FREQUENTLY ASKED QUESTIONS:
Just like chocolate brownies, these lemon ones are dense and moist. They aren’t cakey. If you’re wanting cake-y bars, you’ll need to add a an additional leavening agent like baking powder to get that rise and airiness in them.
While I imagine you could ditch the glaze, I find that it really takes these bars up a notch. The lemon citrus flavor in it really makes them pop too. You could change the lemon extract to a different extract if desired or swap it out for something thicker if desired.
You can add whatever you like with these bars. Personally, I think adding some poppy seeds would be great. They are light, easy and would still let the lemon flavor shine through. You could also try some mini baking chips if desired or white chocolate chips.
Absolutely!

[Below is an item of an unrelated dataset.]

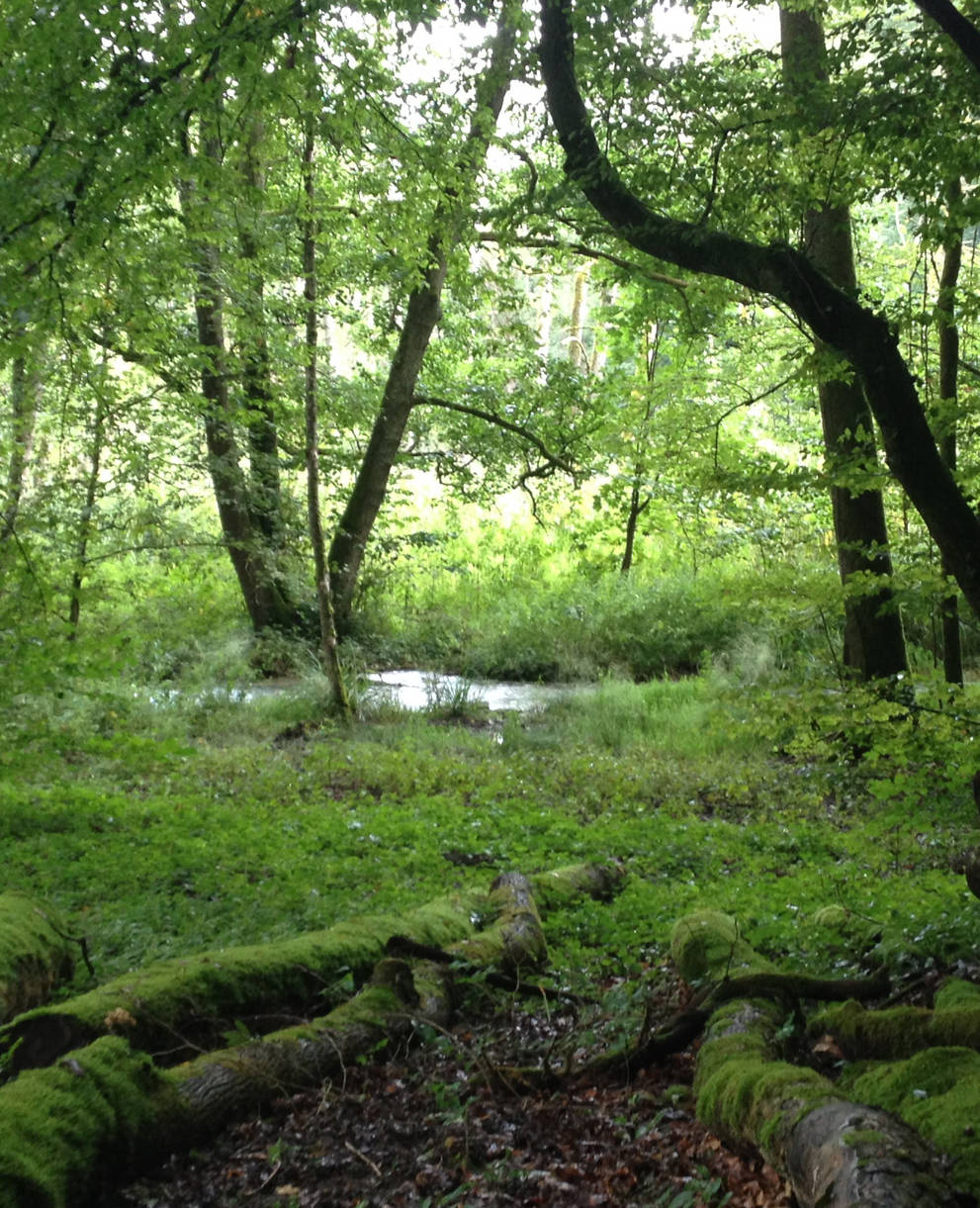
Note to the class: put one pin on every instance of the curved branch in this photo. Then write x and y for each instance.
(491, 417)
(581, 249)
(952, 22)
(834, 316)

If you love Lemon Brownie bars as much as we do, then you’re going to want to make a double batch 🙂
I suggest using a 9×13-inch baking pan and bake them that way. You’ll need to increase the baking time though.
Keep any leftovers in an airtight container at room temperature for up to three days.
Yes, these flavored brownies can be frozen to keep longer. I like to flash freeze them before transferring them to a freezer safe container and freezing for up to 3 months.
Let them thaw in the fridge overnight before eating again. If you flash freeze them, you can just grab one or two, or a handful to enjoy later without having to thaw the whole leftover batch.
INGREDIENTS NEEDED: (SEE RECIPE CARD BELOW FOR THE FULL RECIPE)
- lemon cake mix
- unsalted butter
- lemon extract
- powdered sugar
HOW TO MAKE LEMON BROWNIES:
Preheat your oven to 350 degrees F. and prepare an 8×8 pan by spraying generously with non-stick spray and line the bottom with parchment paper. Set aside. In a large mixing bowl. Mix the cake mix, melted butter, and lemon extract.
Add in eggs. Mix until just combined, the mixture will be thick!
Press the mixture into the prepared baking dish.
Bake 18-20 minutes or until a toothpick inserted in the center of the brownies comes out clean.
Remove from the oven and allow to cool completely on a wire rack. To make the glaze, combine the powdered sugar, lemon extract, and milk in a medium bowl and whisk until combined. Pour over the cooled brownies and smooth evenly.
Cut into 9 pieces and serve!
CRAVING MORE RECIPES?
- 15.25 ounce box lemon cake mix
- 2 large eggs
- ⅓ cup unsalted butter, melted
- 1 teaspoon lemon extract
- Preheat the oven to 350F degrees and prepare an 8×8-inch baking pan by spraying generously with non-stick spray and line the bottom with parchment paper. Set aside.
- In a large mixing bowl. Mix the15.25 ounce box lemon cake mix, 2 large eggs, 1/3 cup unsalted butter, melted and 1 teaspoon lemon extract. Mix until just combined, the mixture will be thick!
- Press the mixture into the prepared baking dish and bake 18-20 minutes or until a toothpick inserted in the center of the brownies comes out clean.
- Remove from the oven and allow to cool completely on a wire rack.
- To make the glaze, whisk together ¾ cup powdered sugar, 1 teaspoon lemon extract and 1 ½ Tablespoons milk in a medium bowl and whisk until combined.
- Pour over the cooled brownies and smooth evenly.
- Cut into 9 pieces and serve!
- You can add other mix ins if desired. My top choice would be poppy seeds.
- The glaze completes the brownies in my opinion, but you can change it up or omit it altogether.
- These are dense brownies not cake like ones.
- You can make a double batch if desired.
- Store in an airtight container for up to 3 days. Or freeze for up to 3 months.
“The Country Cook” is not a dietician or nutritionist, and any nutritional information shared is an estimate. If calorie count and other nutritional values are important to you, we recommend running the ingredients through whichever online nutritional calculator you prefer. Calories and other nutritional values can vary quite a bit depending on which brands were used.